Drei Klavierstücke D. 946

. He approached the first with a

very lively, almost precipitous

tempo

, and, something surprising about it, ignoring the repetitions prescribed by the score. He changed his mind in the second, where he began to sound more recognizable, although his Schubert sounded more nervous than usual. It was in this

Allegretto

where he gave us his first cultivated pearl: the section in A flat minor, an absolute marvel, which, however, against his new criteria, he decided not to repeat. The third piece was again very fast and, with what seemed like small memory lapses, it seemed to reveal that Leonskaja was not quite comfortable yet.

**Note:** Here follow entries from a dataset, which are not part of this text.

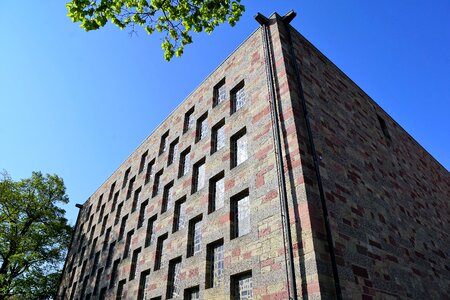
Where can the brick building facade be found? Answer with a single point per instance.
(239, 192)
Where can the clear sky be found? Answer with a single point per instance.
(77, 104)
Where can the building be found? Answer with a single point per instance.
(239, 193)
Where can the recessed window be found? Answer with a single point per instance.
(149, 172)
(125, 177)
(156, 183)
(239, 148)
(142, 213)
(99, 204)
(202, 127)
(219, 93)
(121, 293)
(163, 144)
(240, 214)
(142, 163)
(123, 224)
(116, 197)
(150, 232)
(130, 187)
(111, 190)
(127, 248)
(167, 202)
(173, 152)
(198, 176)
(134, 263)
(216, 192)
(118, 212)
(384, 128)
(242, 286)
(218, 136)
(192, 293)
(110, 253)
(144, 285)
(188, 120)
(185, 162)
(114, 273)
(174, 280)
(106, 240)
(160, 252)
(105, 220)
(195, 236)
(238, 98)
(214, 264)
(179, 216)
(137, 193)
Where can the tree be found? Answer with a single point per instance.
(176, 19)
(34, 236)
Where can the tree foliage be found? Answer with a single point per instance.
(176, 19)
(34, 236)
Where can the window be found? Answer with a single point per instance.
(194, 236)
(144, 285)
(163, 145)
(72, 293)
(167, 202)
(156, 182)
(130, 187)
(111, 190)
(142, 163)
(237, 97)
(173, 152)
(159, 255)
(142, 213)
(110, 254)
(219, 93)
(384, 128)
(185, 162)
(242, 286)
(83, 251)
(125, 177)
(97, 280)
(240, 214)
(116, 197)
(105, 220)
(135, 199)
(188, 120)
(102, 211)
(198, 176)
(202, 127)
(149, 172)
(95, 264)
(134, 263)
(106, 240)
(150, 234)
(179, 215)
(102, 295)
(239, 148)
(174, 280)
(218, 136)
(120, 290)
(127, 247)
(100, 199)
(94, 244)
(216, 192)
(123, 224)
(214, 264)
(192, 293)
(114, 273)
(118, 212)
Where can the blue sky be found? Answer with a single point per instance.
(77, 104)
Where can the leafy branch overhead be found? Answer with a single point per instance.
(176, 19)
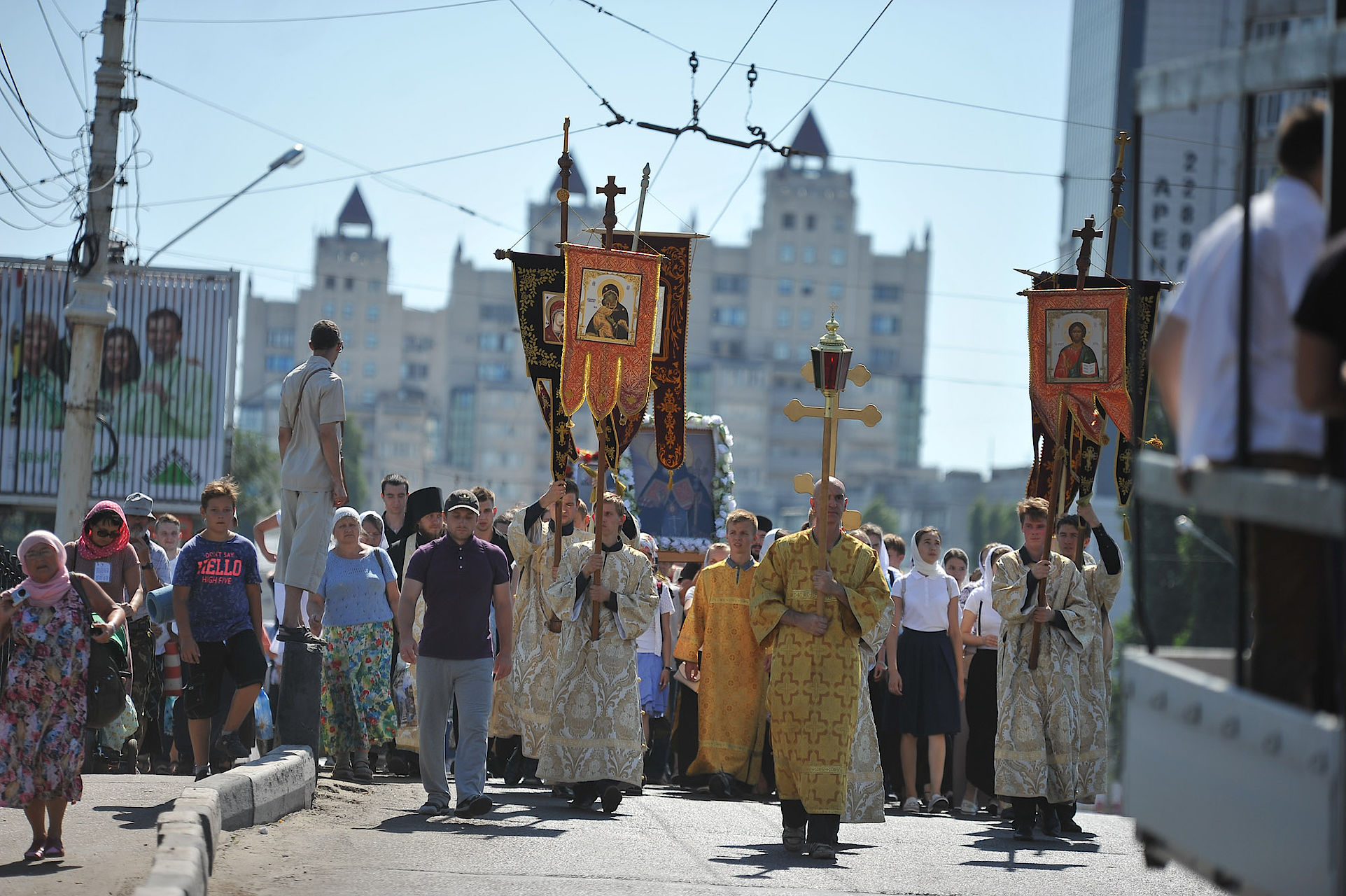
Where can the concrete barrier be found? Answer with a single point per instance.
(258, 792)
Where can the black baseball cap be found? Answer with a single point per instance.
(462, 498)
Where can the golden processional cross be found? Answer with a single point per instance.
(829, 370)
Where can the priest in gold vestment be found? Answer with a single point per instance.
(536, 627)
(1038, 728)
(719, 650)
(594, 741)
(816, 676)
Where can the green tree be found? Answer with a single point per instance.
(256, 465)
(993, 522)
(882, 516)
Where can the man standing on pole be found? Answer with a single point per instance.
(313, 408)
(816, 676)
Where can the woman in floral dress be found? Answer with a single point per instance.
(356, 602)
(42, 712)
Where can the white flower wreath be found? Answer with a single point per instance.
(722, 486)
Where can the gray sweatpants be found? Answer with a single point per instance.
(439, 682)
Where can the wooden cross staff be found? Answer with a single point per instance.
(832, 413)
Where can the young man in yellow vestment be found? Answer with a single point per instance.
(717, 649)
(816, 676)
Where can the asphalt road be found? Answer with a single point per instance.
(369, 840)
(109, 839)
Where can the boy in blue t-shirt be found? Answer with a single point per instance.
(217, 606)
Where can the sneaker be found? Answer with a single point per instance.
(233, 747)
(474, 808)
(825, 852)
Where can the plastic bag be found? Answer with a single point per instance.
(404, 694)
(116, 732)
(262, 710)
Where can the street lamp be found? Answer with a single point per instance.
(1186, 526)
(290, 159)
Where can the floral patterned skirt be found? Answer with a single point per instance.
(357, 704)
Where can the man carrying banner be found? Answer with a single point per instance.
(594, 731)
(816, 676)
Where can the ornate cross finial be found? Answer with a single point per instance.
(1086, 236)
(612, 191)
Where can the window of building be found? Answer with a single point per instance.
(888, 293)
(885, 325)
(730, 316)
(735, 284)
(280, 363)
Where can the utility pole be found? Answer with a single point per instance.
(90, 311)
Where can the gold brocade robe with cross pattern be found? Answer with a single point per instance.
(1096, 685)
(533, 680)
(815, 688)
(731, 699)
(1038, 732)
(594, 728)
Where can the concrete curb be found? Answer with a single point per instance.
(188, 836)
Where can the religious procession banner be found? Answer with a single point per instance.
(540, 300)
(668, 373)
(612, 299)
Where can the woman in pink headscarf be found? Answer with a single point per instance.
(42, 712)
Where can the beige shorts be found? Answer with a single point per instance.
(306, 531)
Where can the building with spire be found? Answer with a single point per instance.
(444, 396)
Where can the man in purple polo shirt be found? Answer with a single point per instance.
(459, 576)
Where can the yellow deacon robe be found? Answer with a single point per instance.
(731, 699)
(815, 689)
(1038, 734)
(1096, 685)
(594, 729)
(531, 684)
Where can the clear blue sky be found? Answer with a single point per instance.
(393, 90)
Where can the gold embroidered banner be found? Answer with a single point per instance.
(612, 300)
(669, 362)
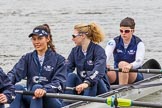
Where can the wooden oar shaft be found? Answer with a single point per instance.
(120, 101)
(149, 71)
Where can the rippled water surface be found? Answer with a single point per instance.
(19, 17)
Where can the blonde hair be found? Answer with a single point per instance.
(93, 31)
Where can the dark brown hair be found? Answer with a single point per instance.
(47, 29)
(93, 31)
(128, 22)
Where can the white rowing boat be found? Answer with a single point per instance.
(128, 92)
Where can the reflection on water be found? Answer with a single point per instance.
(19, 17)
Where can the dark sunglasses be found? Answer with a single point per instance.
(125, 31)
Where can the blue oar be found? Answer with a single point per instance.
(111, 101)
(148, 71)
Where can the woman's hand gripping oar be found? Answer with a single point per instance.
(109, 101)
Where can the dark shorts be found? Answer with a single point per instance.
(139, 78)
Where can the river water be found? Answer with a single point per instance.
(19, 17)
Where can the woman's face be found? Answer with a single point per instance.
(77, 38)
(126, 33)
(40, 43)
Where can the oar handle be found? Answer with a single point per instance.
(151, 71)
(25, 92)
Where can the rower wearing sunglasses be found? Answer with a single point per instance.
(89, 60)
(128, 51)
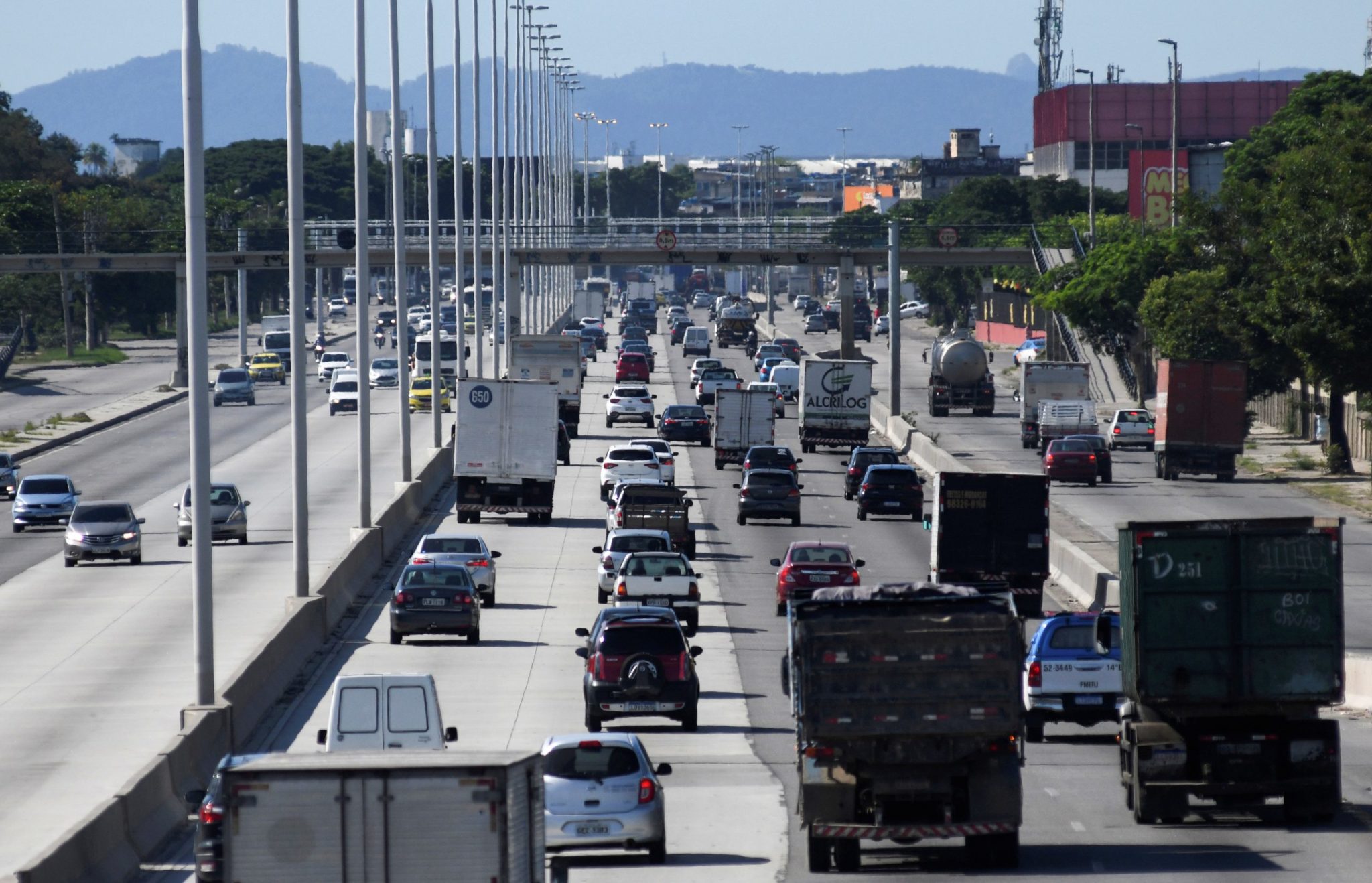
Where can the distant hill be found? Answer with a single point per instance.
(894, 113)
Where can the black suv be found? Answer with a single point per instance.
(891, 491)
(864, 457)
(640, 665)
(683, 423)
(770, 457)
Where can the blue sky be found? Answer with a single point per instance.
(43, 40)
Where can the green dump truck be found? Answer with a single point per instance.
(1233, 642)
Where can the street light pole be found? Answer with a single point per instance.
(1144, 191)
(659, 127)
(1091, 127)
(1176, 80)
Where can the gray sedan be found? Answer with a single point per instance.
(768, 494)
(228, 515)
(106, 530)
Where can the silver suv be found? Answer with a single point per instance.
(228, 515)
(43, 501)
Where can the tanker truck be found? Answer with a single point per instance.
(959, 375)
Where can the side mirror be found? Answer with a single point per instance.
(1103, 634)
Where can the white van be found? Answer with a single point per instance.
(696, 340)
(786, 379)
(385, 712)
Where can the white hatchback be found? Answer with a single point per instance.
(629, 403)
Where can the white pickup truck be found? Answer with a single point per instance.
(661, 580)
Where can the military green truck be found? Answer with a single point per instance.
(908, 720)
(1233, 642)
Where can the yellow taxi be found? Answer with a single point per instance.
(421, 394)
(267, 366)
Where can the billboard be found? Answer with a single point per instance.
(1150, 184)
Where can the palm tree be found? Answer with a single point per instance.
(96, 158)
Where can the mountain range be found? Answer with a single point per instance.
(892, 113)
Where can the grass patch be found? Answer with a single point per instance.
(100, 356)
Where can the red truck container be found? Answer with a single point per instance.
(1201, 417)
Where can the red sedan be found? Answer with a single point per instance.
(814, 564)
(1071, 461)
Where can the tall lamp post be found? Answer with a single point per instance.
(1091, 128)
(1176, 78)
(1144, 214)
(658, 128)
(607, 124)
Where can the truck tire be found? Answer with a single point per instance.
(817, 853)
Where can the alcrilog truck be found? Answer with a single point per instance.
(907, 714)
(1231, 644)
(835, 403)
(505, 453)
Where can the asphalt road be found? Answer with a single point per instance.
(992, 445)
(95, 661)
(733, 790)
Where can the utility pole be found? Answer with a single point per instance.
(1091, 129)
(1175, 78)
(659, 128)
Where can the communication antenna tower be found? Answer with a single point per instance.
(1050, 43)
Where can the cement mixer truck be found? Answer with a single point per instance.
(959, 376)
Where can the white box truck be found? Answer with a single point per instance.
(742, 419)
(835, 403)
(552, 358)
(505, 453)
(1048, 381)
(385, 816)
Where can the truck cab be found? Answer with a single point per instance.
(385, 712)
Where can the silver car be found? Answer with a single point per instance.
(228, 515)
(234, 385)
(106, 530)
(603, 791)
(468, 550)
(43, 501)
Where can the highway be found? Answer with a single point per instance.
(730, 799)
(95, 661)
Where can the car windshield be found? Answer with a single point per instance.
(590, 761)
(1080, 638)
(819, 554)
(630, 639)
(452, 546)
(437, 576)
(113, 512)
(637, 543)
(44, 486)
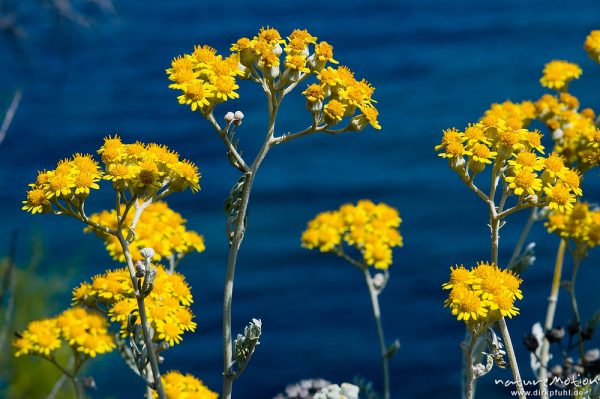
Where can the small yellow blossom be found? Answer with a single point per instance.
(179, 386)
(558, 74)
(370, 228)
(483, 294)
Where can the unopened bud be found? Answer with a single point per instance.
(379, 280)
(531, 342)
(557, 134)
(555, 334)
(147, 253)
(140, 269)
(229, 117)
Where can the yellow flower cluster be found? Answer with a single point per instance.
(167, 306)
(159, 228)
(179, 386)
(142, 169)
(71, 180)
(592, 45)
(523, 111)
(516, 150)
(84, 330)
(558, 74)
(581, 224)
(372, 229)
(483, 294)
(574, 131)
(206, 79)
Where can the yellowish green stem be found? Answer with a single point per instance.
(550, 311)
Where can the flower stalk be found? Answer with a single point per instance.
(374, 295)
(550, 311)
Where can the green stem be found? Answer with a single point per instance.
(374, 294)
(469, 388)
(236, 241)
(152, 358)
(576, 264)
(523, 237)
(552, 300)
(512, 358)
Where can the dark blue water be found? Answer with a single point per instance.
(435, 64)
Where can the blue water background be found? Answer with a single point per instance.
(435, 65)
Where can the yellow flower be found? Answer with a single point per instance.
(169, 332)
(455, 149)
(483, 294)
(524, 182)
(504, 303)
(167, 307)
(334, 110)
(554, 165)
(297, 62)
(59, 185)
(526, 160)
(580, 223)
(559, 197)
(196, 94)
(36, 201)
(592, 45)
(378, 254)
(558, 74)
(314, 93)
(179, 386)
(324, 52)
(370, 228)
(224, 87)
(85, 181)
(481, 153)
(459, 275)
(370, 115)
(466, 304)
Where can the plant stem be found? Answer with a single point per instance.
(469, 387)
(143, 317)
(495, 217)
(576, 263)
(523, 237)
(374, 294)
(552, 300)
(495, 237)
(512, 358)
(238, 236)
(236, 241)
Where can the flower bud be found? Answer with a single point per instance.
(555, 334)
(557, 135)
(530, 342)
(314, 106)
(379, 280)
(229, 117)
(272, 72)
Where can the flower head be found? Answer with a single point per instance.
(370, 228)
(558, 74)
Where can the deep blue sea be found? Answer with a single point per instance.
(435, 64)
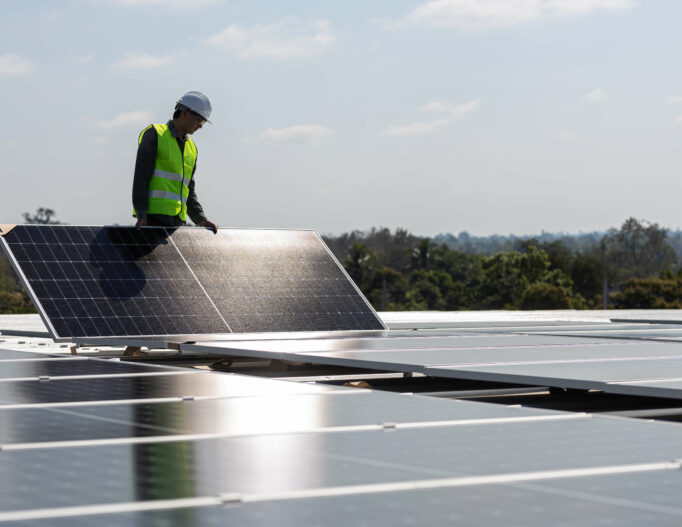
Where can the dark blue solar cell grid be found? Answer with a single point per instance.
(118, 281)
(271, 280)
(112, 281)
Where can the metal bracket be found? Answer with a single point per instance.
(5, 228)
(231, 499)
(132, 351)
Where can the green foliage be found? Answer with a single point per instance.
(42, 216)
(400, 271)
(638, 249)
(650, 293)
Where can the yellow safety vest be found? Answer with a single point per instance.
(169, 186)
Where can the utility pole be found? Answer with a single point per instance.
(605, 288)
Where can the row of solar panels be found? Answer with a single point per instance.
(87, 441)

Also the beginning of the Sonata D. 784 was nervous, hectic, nothing to do with the much more serene approach of its teacher and mentor, Sviatoslav Ríjter, another pro Schubertian. In the repetition of the exhibition he began to find his place and the development, touched almost with anger, was the first moment in which Leonskaja sounded fully recognizable. An exciting reexposition and, above all, a finale full of abrupt contrasts crowned one of the jewels of the recital. Neither of the two subsequent movements scratched at this point, although there were sound details, especially in the high register, that again revealed the immense stature of the Georgian pianist. In the

Fantasy "Wanderer"

He deployed all his technical artillery and, despite the fact that Schubert's work is often the closest thing to a minefield, Leonskaja not only emerged unscathed from all dangers, but was building, beat by beat, with a perfect thread between the different sections, a rocky version in the passages of force –with occasional irresistible outbursts– and of enormous delicacy in the variations on the melody of the Lied that gives the work its spurious title. All the polyphonic richness and, from the fugue, counterpoint of the Fantasy had a meticulous translation, with a dominating and very powerful left hand.

Despite his weary appearance, Leonskaja, with his usual generosity, offered three pieces out of the program: the fourth and third impromptus - in this order - which Deutsch cataloged with the number 899 and the slow movement of the Sonata D. 959, which like few others he embodies that Schubert who tends towards lyricism but who cannot help feeling harassed by his inner torments, which erupt with fury in the central section. In the end, with the entire audience on their feet, Leonskaja received the unanimous award that deserved the immense physical and spiritual effort that, perhaps without being in his prime, he had put in for almost two uninterrupted hours. There are very few performers like her left and her seniority this weekend has been the perfect counterpoint to Klaus Mäkelä's still overflowing youth.